Once I figured that out, I didn’t really have a problem with her. I liked her. Not the way Win liked her. But like a dude. She was cool.
Win, though. It freaked me out that someone I knew so well—better than my brothers, even—could change so much just from being around another person. I’ll never change, I thought. I know who I am.
Ha. Ha.
I was straightening the paint chips when my mother’s hekamist sidled up next to me. My first thought was that she was going to yell at me about the stolen six thousand dollars, but that didn’t make sense. That was months ago, and Mom would’ve paid her again, not told her I’d taken it. Then I started to get really paranoid and thought that she could tell all I’d been thinking about Diana and Win and Ari and she had some sort of wise old hekamist life advice about all of it.

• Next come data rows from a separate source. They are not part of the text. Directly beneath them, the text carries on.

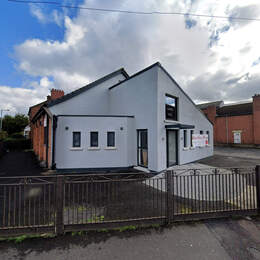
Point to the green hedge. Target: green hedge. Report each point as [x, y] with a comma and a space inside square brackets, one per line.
[17, 144]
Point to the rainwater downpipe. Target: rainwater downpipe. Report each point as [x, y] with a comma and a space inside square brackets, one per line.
[227, 128]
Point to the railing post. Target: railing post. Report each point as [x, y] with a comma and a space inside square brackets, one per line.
[169, 197]
[59, 223]
[257, 173]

“Markos Waters?” she said. She was a large old lady, and whacked out. Smelled like pine needles and forest dirt. Eyes too big and blinky to focus quite right.
I nodded. She picked up a paint chip and looked it up and down. Sort of dreamily, hungrily, like it was a menu. “Can I help you find something?” I asked.
She looked me up and down like I was another paint chip. “I’m very sorry for your loss.”
Right. She was a hekamist, but she could still get into the mourner tourism. Schadenfreude. It went like this: People claimed to feel sorry but they were actually relieved and partly fascinated by what the face of loss looked like. How could he live though this and go on? they wondered. He is so completely different from us now.
“You were a good friend.” (How did she know that?) “He seemed the type of person you’d want to remember.” (As if I had a choice.) “It’s a shame not all of his friends can.” (Wait—what?) “What are you talking about?”
The hekamist covered her mouth with the paint chip, but I could see the smile peeking out of either side. “She didn’t tell you. Of course. Funny, funny. That girl—the ballet dancer.”
She was almost laughing now, holding her breath to keep it in.
“What did Ari do?” I asked.
“I’m telling you. Be patient.” She took a breath and bit the side of the paint chip. “What was it? Oh yes. The dancer forgot Win. Erased him. Silly, so silly, a spell to forget.” She took the paint chip out of her mouth, put it back on the rack, and patted my arm.
All the electricity had gone out of my skin.
I barely felt her hand.
Then I was alone. Me and the paint chips. The door bell jangled. The air conditioner kicked on.
I grabbed the metal rack in front of me and pulled. The paint chips crashed to the ground. I stepped around them and walked straight out the door.
My phone buzzed. Another text.
I pressed the touch screen with shaking fingers. Found Diana’s number. Listened to the ringing. The pauses between rings stretched out over blocks.
When she answered, there were children screaming in the background. “Hello?”
“Ari paid a hekamist to erase Win. She doesn’t remember him at all.”
For a second, I heard only the screaming children. I don’t think either of us breathed. Then Diana sighed.
“This sucks. But I am so glad she finally told you.”
“What? She didn’t—what do you mean she finally told me?” The blood rushed out of my head and I leaned over. The weight of my head made me fall to my knees. “She told you. You—you knew.”